Here are a few things you can do for your garden in the fall:
Divide and split plants that have outgrown their space about 4 weeks before the frost date in your area to give the plant time to send roots down before it gets too cold for them to do so. Cut back dead foliage, leaving the basal crown on plants like Shasta daisies and down to the ground for herbaceous plants like hostas and daylilies where all the above-ground foliage dies during the winter. I like to leave my hydrangea flowers up after they've browned and dried to catch the snow. It adds some visual appeal to that part of my garden even after the snowfall.
Cut foliage and leaves can be added to your compost pile before the frost to break down to use as fertilizer come spring. You can also spread compost on your strawberry plants in the fall after the harvest is over.
Turn the Soil
After you've harvested all your plants, pulled up dead ones to compost and have an empty garden bed, fall is the perfect time to turn the soil. Turning the soil will mix the nutrients and get the ground ready for spring planting.

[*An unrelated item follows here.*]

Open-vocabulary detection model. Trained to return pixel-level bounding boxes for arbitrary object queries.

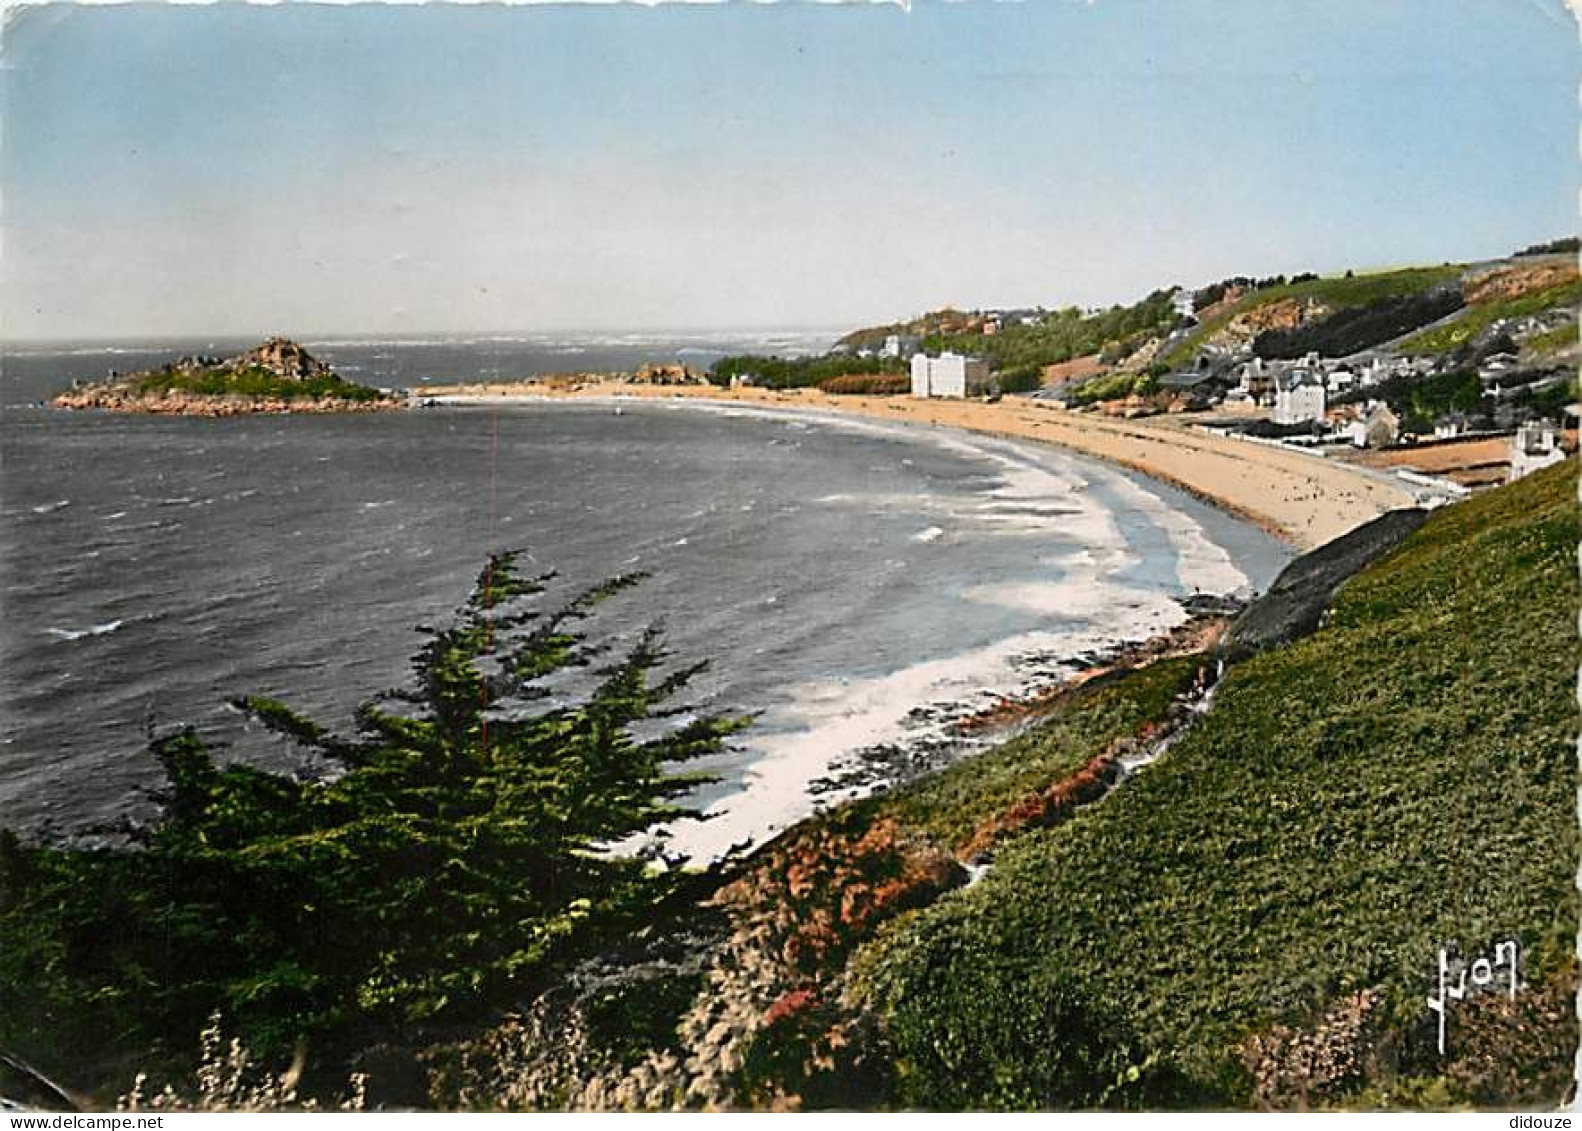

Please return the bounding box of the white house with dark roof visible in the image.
[1272,368,1326,425]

You can plant some reseeding perennials in the fall so that they come up in the early spring. There are fantastic online resources to help you decide which seeds can or should be planted now so that you are enjoying them as soon as possible. You could also try your hand at having a winter garden as well, planting seeds now and growing them in the winter. Your ability to do this will depend on your geographical area and climate, but it can be very rewarding to have winter carrots and leeks to cook with.
What do you do with your garden in the fall?